Un taux élevé dans le sang du facteur de différenciation de la croissance 15 (GDF-15) peut être l’une des causes de la nausées et vomissements d'intensité sévère vécue par certaines femmes enceintes, connue sous le nom de hyperemesis gravidarum Risque de déshydratation, de malnutrition et de perte de poids, ainsi que de risques pour la santé de la mère et du fœtus.

Les femmes souffrant d'hyperrémèse du gravidarum, qui se manifeste généralement après la quatrième semaine de grossesse, et des études antérieures ont associé à altérations hormonales qui surviennent pendant la grossesse, ils ne peuvent pas éviter de vomir les aliments et les liquides qu’ils ingèrent, ils peuvent donc perdre plus de 5% de leur poids corporel et présenter une carence en vitamines, un déséquilibre électrolytique et d’autres symptômes de famine pouvant causer des problèmes dans la coagulation du sang et l'atrophie du cerveau.

La nouvelle découverte confirme que l'hyperemesis gravidarum de la grossesse est un problème physique et non psychologique

La nouvelle découverte, révélée par deux études, confirme toutefois que ce trouble de la grossesse est une problème physique et non psychologique, et peut aider à développer de nouvelles interventions thérapeutiques pour la corriger ou l’atténuer, comme l’a expliqué Stephen O'Rahilly, biochimiste à l’Université de Cambridge, au Royaume-Uni, qui a dirigé l’une des œuvres.

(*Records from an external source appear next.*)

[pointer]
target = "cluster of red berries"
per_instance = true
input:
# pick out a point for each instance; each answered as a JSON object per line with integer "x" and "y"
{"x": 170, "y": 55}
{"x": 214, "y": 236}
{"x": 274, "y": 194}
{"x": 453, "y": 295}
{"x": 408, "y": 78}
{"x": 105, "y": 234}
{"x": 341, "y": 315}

Dans une recherche menée l’an dernier par le groupe de chercheurs dirigé par O'Rahilly, il a été découvert que les femmes qui présentaient vomissements pendant la deuxième trimestre de la grossesse ils avaient plus de GDF-15 dans le sang aux 12e et 18e semaines de gestation que ceux qui ne souffraient ni de nausée ni de vomissements, ou qui avaient juste la nausée. Une découverte qui suggère, selon ce scientifique, que GDF-15 est liée à ces désagréments typiques de la grossesse et probablement aussi à l’hypérémèse.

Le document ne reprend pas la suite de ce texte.